I was thinking recently about having someone at work do a side by side analysis to compare the functionality on a few airline websites, and then I came across an interesting article which made me wonder – has anyone actually compared the error handling pages across airlines?

On the web, errors are seemingly inevitable, and there are plenty of best practices for minimizing their negative effects. But what if we treated errors as an opportunity? What if we deliberately designed our customers’ error experience—not just for basic usability and clarity, but with conversion in mind?

It would be difficult to test, as how do you invoke an error screen at will, especially if the airline is using an IBE other than your own. But if it could be done, I’m sure the comparison would be fascinating to look at.

Following on from this thinking (how about sticking a great demo on the error page to restore faith in the complete flow?), I saw that Autodemo, a company I had mentioned positively in the past ( for their work with American Airlines) has made a wide number of demos available. I think you had to register on the site in the past, but right now (not sure if it is a permanent change) you can see not only the work they have done for AA, but also samples from Cheapflights, Expedia, Priceline, Mapquest and a lot more. Very slick, and I like the way you can turn off audio and replace it with on screen text.

So I asked Amy Gesenhues, Marketing Director from Autodemo the following question.

I believe most of your work in creating website and software demos is as a sales generation lead tool, but given the work you’ve done in the travel sector, could you give your views on what it takes to put together a compelling demo to increase customer awareness and adoption of new functionality on a travel website. Secondly, where do you see recorded demos adding the most value for online travel, beyond just introducing new functionality?

And Amy replied with:

Most of the demos we have created for the software sector are leveraged as marketing and sales tools; the web demos we have created for sites within the travel sector (and retail and even online banking sites) tend to lean more toward online help tools that offer direction and drive adoption of specific features.

It’s been our experience that the best way to increase customer awareness and adoption of specific site features and functions is to create a clear, concise, three to five-minute demo that includes actual screen shots synched to a professional voiceover narrating each step of the process. Whether someone is buying a book or purchasing a flight, making a hotel reservation, or renting a car, they want a seamless transaction where nothing is left to chance. If the online user knows each step of the process before having to do it themselves, they are more likely to complete the transaction. Our demos are compelling because they provide the exact information needed to complete the process without a lot of marketing jargon or unnecessary animation that only serves as a distraction.

Something else that plays a crucial role in the success of an online demo for a travel site is where the link for the demo is placed. The link has to be contextual within the site and named appropriately. Users shouldn’t have to search for their help tools…sites need to be intuitive to the user’s needs, providing links like, “Need help finding your itinerary?” as soon as the user has purchased their travel.

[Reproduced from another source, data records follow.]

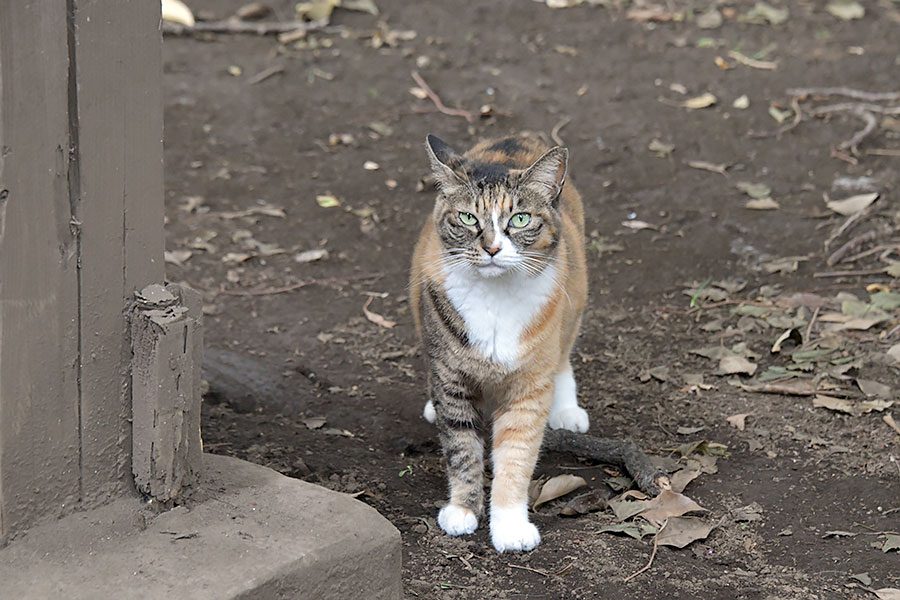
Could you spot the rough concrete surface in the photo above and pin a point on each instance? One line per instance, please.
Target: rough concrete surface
(251, 533)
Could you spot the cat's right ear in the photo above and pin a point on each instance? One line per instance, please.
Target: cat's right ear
(445, 164)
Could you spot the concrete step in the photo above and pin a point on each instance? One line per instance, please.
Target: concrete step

As far as recorded demos adding the most value to the online travel market, there are many ways to leverage a demo. If sites have added new online tools, an email campaign to users that provides a link to a demo promoting the new tool would be an easy and affordable way to increase user adoption. Since more people are going online to plan their own travel, the more automated demos available to help those users the better. Customers get the information they want right when they want it and travel companies save thousands of dollars in call center costs since their customer service reps are not having to answer the same question all day long. A demo is a small price to pay when you consider all you are saving by reducing your call center volume.

I’m not suggesting Autodemo is the only company that can make a good demo, but whoever you use, this is one example where putting a demo made yourself with shareware software definitely isn’t going to cut it. I don’t think I’ve ever seen a recorded demo on an airline website error page, and it is hardly the first place I would suggest placing it (hopefully your error pages aren’t seen too often!) but whatever you do with your error pages, definitely don’t ignore them.